Dr. Haiyan Wang is an associate professor in the Department of Electrical and Computer Engineering. She joined the Texas A&M faculty in January 2006 from Los Alamos National Laboratory as a director-funded post-doctoral fellow and a permanent staff member. She holds a bachelor's degree from Nanchang University (China) and a master's degree from the Institute of Metal Research (China), and earned her Ph.D. from North Carolina State University. Among her honors are the ASM Silver Medal Award 2011, National Science Foundation's CAREER Award in 2009, the Presidential Early Career Award for Scientists and Engineers (PECASE) in 2008, the Office of Naval Research Young Investigator Award in 2008 and the Air Force Research Office's Young Investigator Research Program (YIP) in 2007. Her research interests lie in the area of functional oxide and nitride thin films for microelectronics, optoelectronics, high-temperature superconductors, solid oxide fuel cells, solar cells and advanced nuclear reactors. Her expertise is thin-film growth and characterizations.

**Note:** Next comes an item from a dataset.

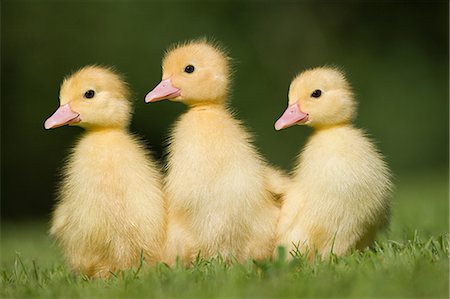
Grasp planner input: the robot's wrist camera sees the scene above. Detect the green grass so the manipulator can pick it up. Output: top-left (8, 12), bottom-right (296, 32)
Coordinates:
top-left (0, 174), bottom-right (450, 298)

Dr. Xinghang Zhang is an associate professor in the Department of Mechanical Engineering, chair of the interdisciplinary Materials Science and Engineering graduate program at Texas A&M, and a TEES researcher in the Mechanical Engineering Division. Zhang joined the faculty in January 2005 and earned the prestigious NSF CAREER Award. He has supervised more than a dozen graduate students, among them 10 Ph.D. students. He has graduated four M.S. students who work for industry and three Ph.D.s who are all postdocs at Los Alamos National Laboratory. He has written more than 100 journal articles that have received more than 1,200 citations. His H-index has exceeded 15. He has delivered numerous invited talks at national and international conferences, and has given graduate seminars in the U.S. and prestigious Chinese universities. His research group has the expertise on nanotwinned metals, radiation tolerant nanostructured metals for nuclear energy applications, and hydrogen storage materials for automobile applications.